Reaksi tersebut secara umum dibagi menjadi 3, antara lain:
a) Digestion
Digestion
merupakan proses dimana semua protein yang terkandung didalam sampel
didestruksi (dipecah), sehingga ikatan peptide terpecah sampai terbentuk
ammonia dalam bentuk ion ammonium (NH4+). Dari hasil ini terbentuk
senyawa ammonium sulfat yang merupakan reaksi antara ion ammonium dengan asam
sulfat. Proses destruksi dilakukan dengan memanaskan sampel protein pada
temperature 370 C. Pada proses ini juga ditambah asam sulfat sebagai agen
pengoksidasi dan katalis untuk meningkatkan laju reaksi.
b) Distilasi
Proses
ini berfungsi untuk mendapatkan gas ammonia (NH3). Proses destilasi
dilakukan dengan cara menaruh hasil destruksi ke destilator. Pada proses ini
dilakukan dengan penambahan asam hidroksida (NaOH) sehingga hasil dari reaksi
NaOH dengan ammonium sulfat menghasilkan gas ammonia. Gas ammonia ini
dikondensasi sehingga menjadi destilat (cair), dimana destilat ini ditampung ke
suatu gelas kimia yang sudah terdapat asam borat. Hasil reaksi antara asam
borat dengan ammonia menghasilkan ion ammonium dan ion borat.
c) Titrasi
Langkah
terakhir dalam proses analisis protein adalah titrasi. Dengan perkembangan
teknologi saat ini proses titrasi ini dapat dilakukan dengan metode
potensiometri. Metode ini dilakukan dengan menggunakan electrode pH. Larutan
yang telah mengandung ion borat dititrasi dengan larutan HCl dan dilakukan
dengan metode potensiometri. Proses titrasi ini dilakukan sampai ion borat
menjadi asam borat dengan adanya ion klorida.
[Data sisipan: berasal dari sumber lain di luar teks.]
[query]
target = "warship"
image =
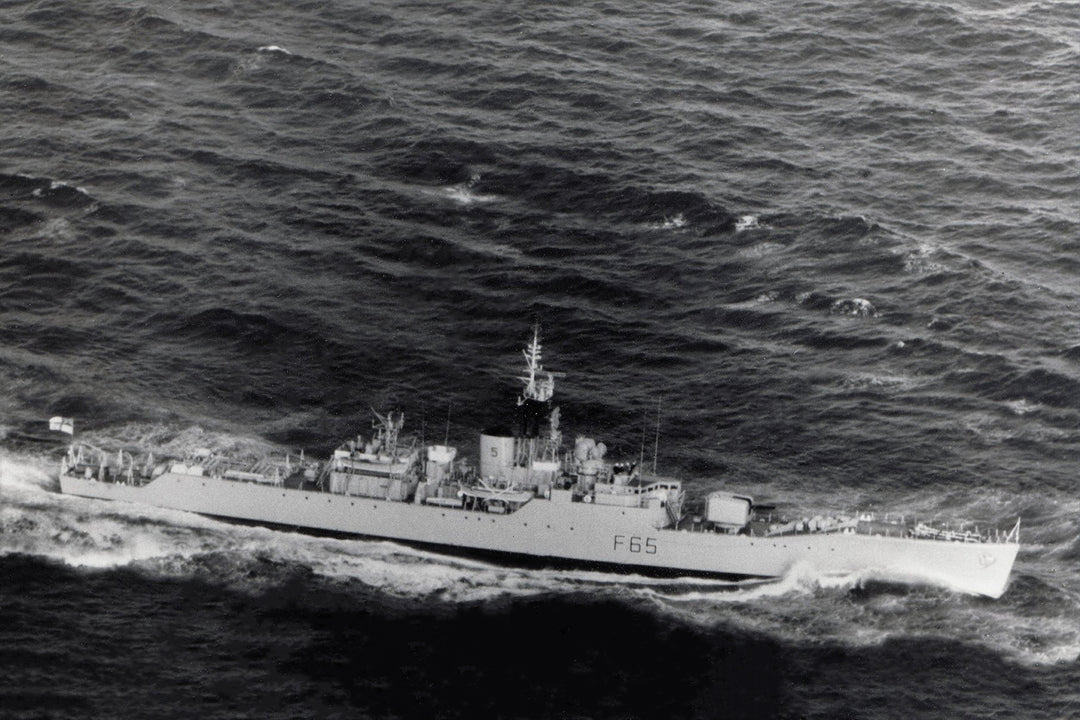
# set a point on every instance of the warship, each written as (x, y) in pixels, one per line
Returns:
(530, 499)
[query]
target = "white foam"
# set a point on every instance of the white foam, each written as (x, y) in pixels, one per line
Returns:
(746, 222)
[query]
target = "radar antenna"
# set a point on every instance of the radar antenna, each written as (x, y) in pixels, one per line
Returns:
(540, 390)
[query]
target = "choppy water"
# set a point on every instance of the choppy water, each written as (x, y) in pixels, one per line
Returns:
(838, 241)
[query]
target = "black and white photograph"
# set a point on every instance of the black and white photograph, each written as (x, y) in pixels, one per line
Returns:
(598, 361)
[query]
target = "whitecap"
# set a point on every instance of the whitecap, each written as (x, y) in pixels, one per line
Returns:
(858, 307)
(746, 222)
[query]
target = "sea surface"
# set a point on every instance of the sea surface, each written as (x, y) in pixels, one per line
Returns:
(828, 249)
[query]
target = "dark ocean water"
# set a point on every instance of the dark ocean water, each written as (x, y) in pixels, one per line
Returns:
(838, 243)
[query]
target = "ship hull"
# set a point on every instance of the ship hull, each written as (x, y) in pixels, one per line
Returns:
(578, 533)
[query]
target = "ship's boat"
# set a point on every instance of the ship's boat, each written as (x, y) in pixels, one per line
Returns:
(531, 498)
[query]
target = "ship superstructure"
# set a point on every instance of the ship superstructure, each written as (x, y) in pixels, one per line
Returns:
(531, 497)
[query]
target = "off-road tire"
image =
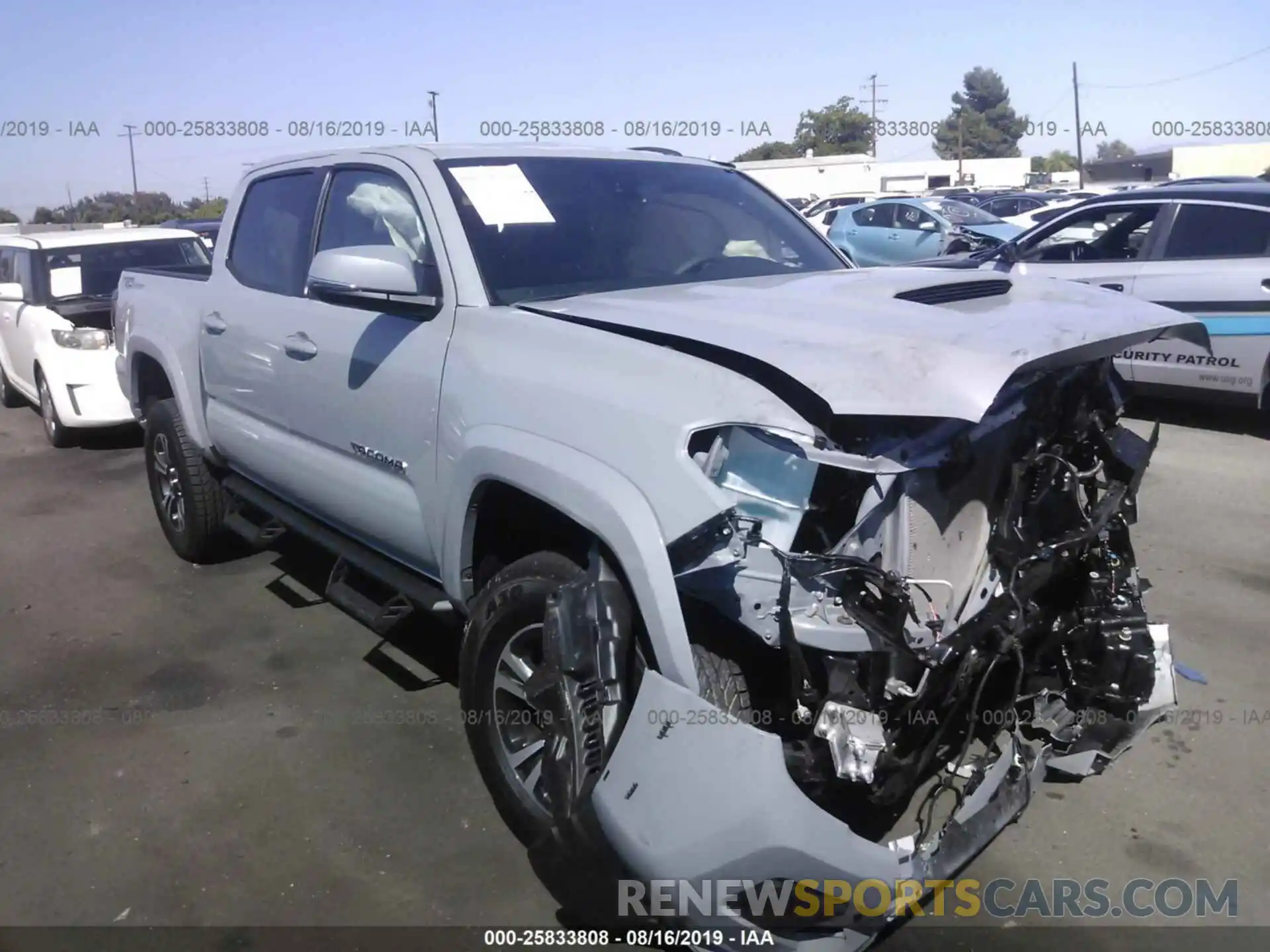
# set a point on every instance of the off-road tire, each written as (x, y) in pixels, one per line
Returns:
(722, 683)
(516, 597)
(9, 397)
(202, 536)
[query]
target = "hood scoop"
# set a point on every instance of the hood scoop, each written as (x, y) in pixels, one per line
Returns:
(951, 294)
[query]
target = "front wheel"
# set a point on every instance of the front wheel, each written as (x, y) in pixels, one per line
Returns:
(187, 495)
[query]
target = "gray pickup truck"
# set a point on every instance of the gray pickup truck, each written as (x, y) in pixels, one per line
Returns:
(757, 551)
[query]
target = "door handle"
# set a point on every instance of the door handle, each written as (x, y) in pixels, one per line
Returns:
(300, 347)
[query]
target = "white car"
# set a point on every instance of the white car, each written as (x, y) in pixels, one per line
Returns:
(56, 295)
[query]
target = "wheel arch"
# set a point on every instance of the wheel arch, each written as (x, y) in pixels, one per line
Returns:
(587, 500)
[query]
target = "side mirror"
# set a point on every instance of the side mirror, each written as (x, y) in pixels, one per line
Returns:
(371, 273)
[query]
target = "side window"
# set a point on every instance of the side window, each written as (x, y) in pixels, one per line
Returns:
(878, 216)
(366, 207)
(1104, 233)
(23, 274)
(270, 249)
(1218, 231)
(911, 219)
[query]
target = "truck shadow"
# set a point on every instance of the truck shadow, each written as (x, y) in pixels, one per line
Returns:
(1208, 416)
(429, 639)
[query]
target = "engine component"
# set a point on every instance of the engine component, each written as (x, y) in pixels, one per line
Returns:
(857, 738)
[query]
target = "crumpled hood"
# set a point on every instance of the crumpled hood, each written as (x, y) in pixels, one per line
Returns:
(846, 338)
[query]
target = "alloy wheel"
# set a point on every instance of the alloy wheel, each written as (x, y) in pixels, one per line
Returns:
(172, 499)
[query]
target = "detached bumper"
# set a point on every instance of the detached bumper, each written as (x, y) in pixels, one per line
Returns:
(686, 800)
(85, 389)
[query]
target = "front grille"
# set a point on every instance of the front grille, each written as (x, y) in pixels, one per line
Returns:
(949, 294)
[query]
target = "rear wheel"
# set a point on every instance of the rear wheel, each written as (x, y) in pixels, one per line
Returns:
(59, 436)
(187, 495)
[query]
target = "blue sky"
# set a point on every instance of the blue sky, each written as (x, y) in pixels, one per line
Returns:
(732, 61)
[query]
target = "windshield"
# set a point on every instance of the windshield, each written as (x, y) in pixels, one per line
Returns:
(95, 270)
(960, 212)
(548, 226)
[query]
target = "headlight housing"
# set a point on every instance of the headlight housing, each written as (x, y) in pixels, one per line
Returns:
(766, 473)
(83, 339)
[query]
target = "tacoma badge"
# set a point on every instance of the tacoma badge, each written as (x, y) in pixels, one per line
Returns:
(397, 465)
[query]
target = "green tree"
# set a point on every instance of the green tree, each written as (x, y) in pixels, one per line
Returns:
(839, 128)
(988, 125)
(1058, 160)
(48, 216)
(769, 150)
(1115, 149)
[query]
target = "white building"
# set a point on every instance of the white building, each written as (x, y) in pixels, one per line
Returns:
(829, 175)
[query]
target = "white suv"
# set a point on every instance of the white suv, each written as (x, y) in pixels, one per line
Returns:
(56, 344)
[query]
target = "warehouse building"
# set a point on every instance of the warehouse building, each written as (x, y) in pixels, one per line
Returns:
(831, 175)
(1183, 163)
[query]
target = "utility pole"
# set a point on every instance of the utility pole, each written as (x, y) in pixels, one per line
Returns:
(132, 157)
(1080, 153)
(874, 103)
(960, 178)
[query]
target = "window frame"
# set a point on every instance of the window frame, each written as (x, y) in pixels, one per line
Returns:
(890, 208)
(1177, 205)
(1159, 227)
(304, 240)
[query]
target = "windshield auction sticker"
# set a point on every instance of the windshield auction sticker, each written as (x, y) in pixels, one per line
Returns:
(502, 194)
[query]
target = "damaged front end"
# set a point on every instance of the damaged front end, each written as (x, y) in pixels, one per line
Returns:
(926, 612)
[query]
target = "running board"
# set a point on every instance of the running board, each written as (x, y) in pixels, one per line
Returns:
(408, 589)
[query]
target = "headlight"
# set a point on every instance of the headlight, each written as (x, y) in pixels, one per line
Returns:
(83, 339)
(766, 473)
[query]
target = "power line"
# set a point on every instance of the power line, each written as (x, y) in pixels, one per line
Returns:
(132, 157)
(1179, 79)
(874, 103)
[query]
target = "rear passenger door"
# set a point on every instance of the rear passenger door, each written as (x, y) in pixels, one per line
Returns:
(252, 303)
(865, 237)
(364, 403)
(1214, 264)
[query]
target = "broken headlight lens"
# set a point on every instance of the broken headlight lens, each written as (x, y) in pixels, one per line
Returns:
(766, 473)
(83, 339)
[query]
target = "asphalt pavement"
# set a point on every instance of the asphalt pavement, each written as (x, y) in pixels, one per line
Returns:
(222, 748)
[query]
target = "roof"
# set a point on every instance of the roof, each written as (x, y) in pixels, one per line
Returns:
(1245, 192)
(93, 237)
(502, 150)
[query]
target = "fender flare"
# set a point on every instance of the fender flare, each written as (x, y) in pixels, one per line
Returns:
(189, 395)
(597, 498)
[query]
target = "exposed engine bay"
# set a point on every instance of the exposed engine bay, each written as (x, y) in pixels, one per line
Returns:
(933, 583)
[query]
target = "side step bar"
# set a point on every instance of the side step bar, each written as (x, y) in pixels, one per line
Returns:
(351, 557)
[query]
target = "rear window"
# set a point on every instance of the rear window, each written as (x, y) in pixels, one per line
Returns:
(93, 270)
(1218, 231)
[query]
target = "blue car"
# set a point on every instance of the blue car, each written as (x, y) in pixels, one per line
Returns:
(900, 230)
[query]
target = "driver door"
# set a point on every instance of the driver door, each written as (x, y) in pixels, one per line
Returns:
(1104, 245)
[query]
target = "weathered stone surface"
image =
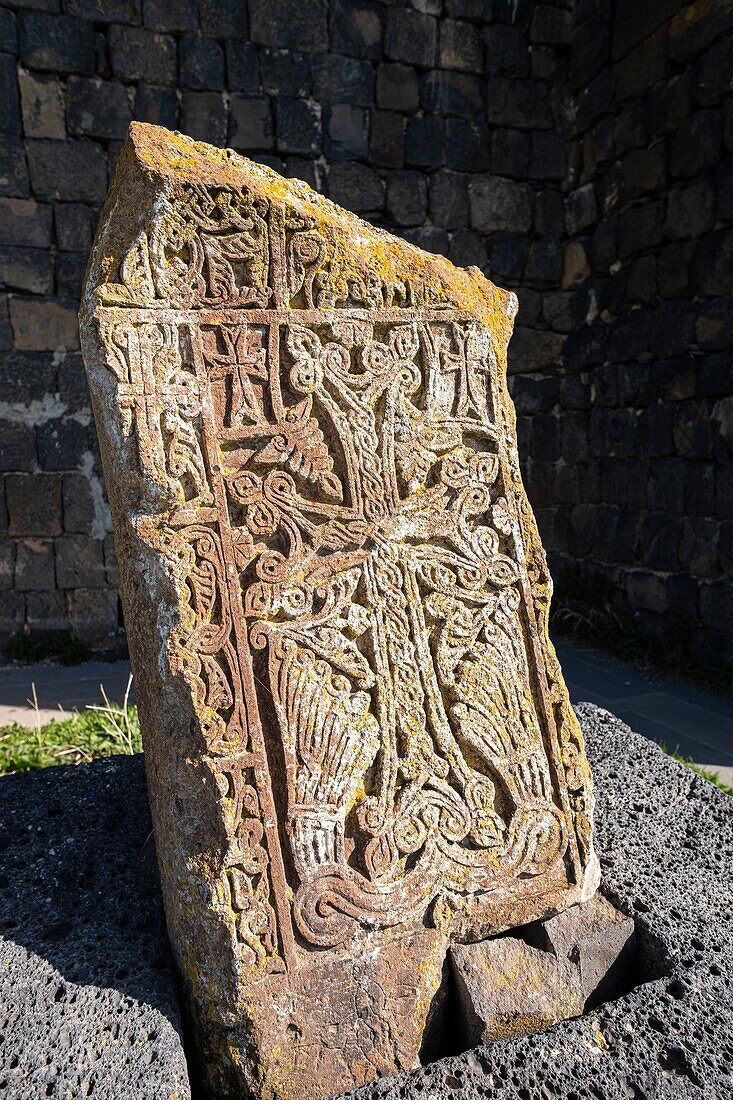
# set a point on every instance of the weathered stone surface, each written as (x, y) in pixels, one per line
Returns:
(506, 989)
(597, 941)
(669, 1036)
(561, 967)
(88, 999)
(653, 814)
(357, 730)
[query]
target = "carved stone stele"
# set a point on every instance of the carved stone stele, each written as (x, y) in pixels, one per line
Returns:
(358, 739)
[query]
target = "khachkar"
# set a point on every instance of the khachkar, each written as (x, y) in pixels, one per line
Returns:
(358, 739)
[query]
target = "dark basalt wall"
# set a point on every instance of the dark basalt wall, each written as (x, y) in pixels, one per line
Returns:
(577, 151)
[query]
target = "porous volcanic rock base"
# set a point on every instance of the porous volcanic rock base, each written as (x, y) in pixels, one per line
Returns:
(86, 983)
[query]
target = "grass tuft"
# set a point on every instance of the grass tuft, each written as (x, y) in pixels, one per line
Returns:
(100, 730)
Maka berapa jumlah asam klorida
yang digunakan akan berfungsi sebagai data untuk mengkalkulasi hasil protein
sampel tersebut.
2) Analisis Karbohidrat
a) Metode Luff Schoorl
Pengukuran
karbohidrat yang merupakan gula pereduksi dengan metode Luff Schoorl ini
didasarkan pada reaksi antara monosakarida dengan larutan cupper. Monosakarida
akan mereduksikan CuO dalam larutan Luff menjadi Cu2O. Kelebihan CuO akan
direduksikan dengan KI berlebih, sehingga dilepaskan I2. I2
yang dibebaskan tersebut dititrasi dengan larutan Na2S2O3.
Pada
dasarnya prinsip metode analisa yang digunakan adalah Iodometri karena kita
akan menganalisa I2 yang bebas untuk dijadikan dasar penetapan
kadar. Dimana proses iodometri adalah proses titrasi terhadap iodium (I2)
bebas dalam larutan. Apabila terdapat zat oksidator kuat (misal H2SO4)
dalam larutannya yang bersifat netral atau sedikit asam penambahan ion iodida
berlebih akan membuat zat oksidator tersebut tereduksi dan membebaskan I2
yang setara jumlahnya dengan dengan banyaknya oksidator (Winarno 2007). I2
bebas ini selanjutnya akan dititrasi dengan larutan standar Na2S2O3
sehinga I2 akan membentuk kompleks iod-amilum yang tidak larut dalam
air. Oleh karena itu, jika dalam suatu titrasi membutuhkan indikator amilum,
maka penambahan amilum sebelum titik ekivalen. Titrasi itu dihentikan bila
telah terjadi perubahan warna dari biru tua menjadi putih.
b) Metode Munson Walker
Penentuan
gula reduksi cara Munson-Walker dipakai untuk penentuan glukosa, fruktosa, gula
invert, laktosa monohidrat dalam bahan yang baik bahan pangan yang tidak
mengandung sakarosa ataupun bahan pangan yang mengandung sakarosa.
Penentuan
gula reduksi Munson-Walker adalah penentuan gula reduksi yang didasarkan atas
banyaknya endapan Cu2O yang terbentuk. Jumlah Cu2O
ditentukan dapat ditentukan melalui dua cara, yaitu secara gravimetris dengan
menimbang langsung endapan Cu2O yang terbentuk dan secara volumetris
dengan titrasi menggunakan larutan Na-thiosulfat atau K-permanganat. Setelah
jumlah Cu2O ditentukan lalu gunakan tabel Hammond untuk mengetahui jumlah gula
reduksi yang terkandung dalam bahan tersebut.
Dalam
penentuan Gula Reduksi cara Munson-Wakler ada tiga langkah yang harus
dilakukan. Langkah-langkah dalam menentukan gula reduksi cara Munson-Walker
adalah penyiapan larutan sample/contoh dan pembentukan endapan Cu2O, penentuan Cu2O
secara gravimetris, danpenentuan Cu2O secara volumetris dengan
larutan Natrium-thiosulfat.
c) Metode Lane Eynon
Gula
pereduksi dalam bahan pangan dapat ditentukan konsentrasinya berdasarkan pada
kemampuannya untuk mereduksi pereaksi lain. Analisis gula pereduksi dengan
metode Lane-Eynon dilakukan secara volumetri dengan titrasi/titrimetri. Metode
ini digunakan untuk penentuan gula pereduksi dalam bahan padat atau cair
seperti laktosa, glukosa, fruktosa, maltosa.
Metode
Lane-Eynon didasarkan pada reaksi reduksi pereaksi Fehling oleh gula-gula
pereduksi. Penetapan gula pereduksi dengan melakukan pengukuran volume larutan
gula pereduksi standar yang dibuthkan untuk mereduksi pereaksi tembaga (II)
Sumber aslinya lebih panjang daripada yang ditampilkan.